Race discrimination covers all aspects of employment - from recruitment to pay, and training to the termination of a contract. Discrimination covers four areas:

  1. Direct discrimination - treating someone less favourably on racial grounds
  2. Indirect discrimination - applying practices that might favour one racial group over another
  3. Harassment - unwanted conduct that violates a person's dignity and creates a hostile or degrading environment
  4. Victimisation - unfair treatment of an employee who has made a complaint about racial discrimination.

However, a job may be restricted to people of a particular race or ethnic or national origin, if one of these characteristics is a genuine occupational requirement. A genuine occupational requirement may apply in limited circumstances - for example, to achieve authenticity a theatre company may need black actors to depict certain scenes.

National minimum wage

Workers are entitled to be paid at least the level of the statutory National Minimum Wage (NMW) for every hour they work for an employer. From 1 October 2004:

Main (adult) rate for workers aged 22 and over
£4.85 per hour from 1 October 2004 (an increase from £4.50 an hour)

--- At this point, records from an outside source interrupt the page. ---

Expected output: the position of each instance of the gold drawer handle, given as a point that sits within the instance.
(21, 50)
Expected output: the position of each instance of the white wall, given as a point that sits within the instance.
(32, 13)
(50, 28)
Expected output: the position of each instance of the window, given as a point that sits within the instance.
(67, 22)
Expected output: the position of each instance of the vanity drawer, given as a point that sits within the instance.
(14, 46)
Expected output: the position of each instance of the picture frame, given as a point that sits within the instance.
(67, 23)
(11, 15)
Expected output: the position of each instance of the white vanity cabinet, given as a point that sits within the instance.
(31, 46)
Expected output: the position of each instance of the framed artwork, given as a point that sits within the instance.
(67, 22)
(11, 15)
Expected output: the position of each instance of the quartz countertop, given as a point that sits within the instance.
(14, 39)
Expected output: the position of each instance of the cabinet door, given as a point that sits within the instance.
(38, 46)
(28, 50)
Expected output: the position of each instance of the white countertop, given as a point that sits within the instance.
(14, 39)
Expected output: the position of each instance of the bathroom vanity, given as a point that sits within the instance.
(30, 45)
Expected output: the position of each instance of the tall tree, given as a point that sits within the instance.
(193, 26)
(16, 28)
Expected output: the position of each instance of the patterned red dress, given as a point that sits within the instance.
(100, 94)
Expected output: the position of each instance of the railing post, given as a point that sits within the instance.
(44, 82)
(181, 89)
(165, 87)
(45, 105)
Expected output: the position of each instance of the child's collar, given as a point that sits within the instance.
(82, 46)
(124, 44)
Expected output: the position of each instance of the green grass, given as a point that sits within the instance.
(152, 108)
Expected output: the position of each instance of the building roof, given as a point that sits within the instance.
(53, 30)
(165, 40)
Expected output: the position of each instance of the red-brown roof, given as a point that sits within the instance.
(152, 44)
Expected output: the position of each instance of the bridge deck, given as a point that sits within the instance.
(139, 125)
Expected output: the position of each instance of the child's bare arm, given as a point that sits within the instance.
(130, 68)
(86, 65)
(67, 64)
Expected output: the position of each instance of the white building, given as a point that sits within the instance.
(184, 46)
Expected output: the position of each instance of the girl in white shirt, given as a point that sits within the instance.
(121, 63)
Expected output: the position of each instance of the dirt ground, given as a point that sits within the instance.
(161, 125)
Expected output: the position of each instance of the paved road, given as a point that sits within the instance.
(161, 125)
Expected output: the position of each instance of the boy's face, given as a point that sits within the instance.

Development rate for workers aged 18-21 inclusive
£4.10 per hour from 1 October 2004 (an increase from £3.80 an hour)

NB: The development rate can also apply to workers aged 22 and above during their first 6 months in a new job with a new employer and who are receiving accredited training.

A new rate for 16 and 17 year olds

The Government has accepted the Low Pay Commission's recommendations for a new rate for 16 and 17 year olds (above compulsory school leaving age).*

£3.00 per hour from 1 October 2004

NB: 16 and 17 year old apprentices will be exempt from the new young workers rate.

Redundancy pay

Employees have the right to a lump-sum 'redundancy payment' if they are dismissed because of redundancy. The amount is related to the employee's age, length of continuous service with the employer, and weekly pay up to a maximum. The employer must also provide a written statement showing how the payment has been calculated; at or before the time it is paid.

Any dispute about whether a redundancy payment is due, or about its size, can be determined by an employment tribunal.

If the employer has cash-flow problems so serious that making the redundancy payment would put the future of the business at serious risk, the Redundancy Payments Service (RPS) can arrange to pay the employee direct from the National Insurance Fund. If the employer is insolvent, the RPS makes the payment and the debt is recovered from the assets of the business.

Unfair dismissal

Employees have the right not to be unfairly dismissed. In most circumstances they must have at least one year's continuous service before they can make a complaint to an employment tribunal. However, there is no length of service requirement in relation to 'automatically unfair grounds' (see below). Also, the requirement is reduced to one month for employees claiming to have been dismissed on medical grounds as a consequence of certain health and safety requirements that should have led to suspension with pay rather than to dismissal.

A complaint of unfair dismissal must be received by an employment tribunal within three months of the effective date of termination of the employment (usually the date of leaving the job) unless the tribunal considers this was not reasonably practicable.

If both the employer and employee agree, instead of going to an employment tribunal, the case may be heard by an arbitrator under the Acas Arbitration Scheme.

If a tribunal establishes that a dismissal has taken place it is normally for the employer to show that it was for a fair reason and that they have, as a minimum, followed the statutory disciplinary procedures. In such cases the tribunal must then decide whether, in the circumstances, the employer acted reasonably in treating that reason as sufficient for dismissal.